Two in-depth case studies illustrate DataEvolver’s dynamic pipeline synthesis and operator generation:

  1. ARC-Challenge (QA-MCQ): DataEvolver analyzes a raw QA instance, forms a gap diagnosis, synthesizes operators for MCQ instance construction and answer alignment, and incorporates feedback from an LLM-based judge to enforce output style consistency. Figure 6

    Figure 6: ARC-Challenge case study: from diagnosis of pipeline gaps to operator synthesis and style refinement.

  2. MATH Benchmark: The pipeline is constructed as a DAG orchestrating multiple branches (e.g., solution step extraction, answer normalization), with domain-specific operators generated as needed. Instantiated code demonstrates compatibility checking and atomic decomposition of solutions for improved supervision alignment. Figure 7

    Figure 7: MATH case study: DAG-style orchestration and domain-specific operator instantiation.

Analysis and Ablation

Ablation studies confirm that both operator-level and pipeline-level self-evolving are essential; disabling either loop consistently degrades downstream performance. Diagnostics on pipeline executability indicate that operator-level evolution primarily resolves local step-wise failures (dependencies, interface mismatches), while pipeline-level evolution addresses global composition issues (e.g., disconnected graphs).

Moreover, iteration analyses show that pipeline-level evolution yields coordinated improvements in LLM task accuracy, SQL execution pass rates, and structured data profile quality.

Practical and Theoretical Implications

Practical Impact:

  • DataEvolver substantially reduces manual engineering costs, achieves robust transfer across tasks through seed-driven specification, and is efficient in LLM usage (token- and walltime-optimal).
  • Operator synthesis enables rapid adaptation to novel domains, suggesting strong applicability to ever-evolving data landscapes in industry-scale LLM training.

Theoretical Impact:

  • The iterative, self-evolving framework provides a foundation for agentic, data-centric learning systems where models and data curation pipelines co-evolve.
  • By formalizing executable pipeline induction as a closed analytic loop—integrating diagnosis, targeted repair, and experiential memory—the work advances program synthesis and symbolic learning for data-centric LLM pipelines.
  • The approach opens explicit directions for integrating programmatic self-refinement and agent-based frameworks in data preparation workflows.

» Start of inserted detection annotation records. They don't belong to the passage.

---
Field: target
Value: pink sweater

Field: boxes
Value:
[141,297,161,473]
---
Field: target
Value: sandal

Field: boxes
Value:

Limitations and Future Directions

The current design is text-centric; extensions to multimodal settings (e.g., vision, speech) require generalizing the operator semantics and self-evolution mechanisms to support richer data structures and cross-modal constraints. The self-evolving paradigm provides a template for future systems capable of lifelong, open-ended adaptation to complex supervision targets and evolving user requirements.

Conclusion

DataEvolver exemplifies how seed-guided, multi-level self-evolution can supplant manual data preparation pipelines for LLM training. Integrating logical planning, program synthesis, and experiential refinement, the system systematically bridges the gap between heterogeneous raw data and stringent, high-quality task supervision—yielding both higher LLM performance and operational efficiency. The paradigm suggests a trajectory towards fully autonomous, continuously adaptive data ecosystems for large foundation model pipelines. Figure 8

Figure 8: Representative raw-to-prepared data transformations from DataEvolver across General, QA-MCQ, Math Reasoning, and Text-to-SQL tasks.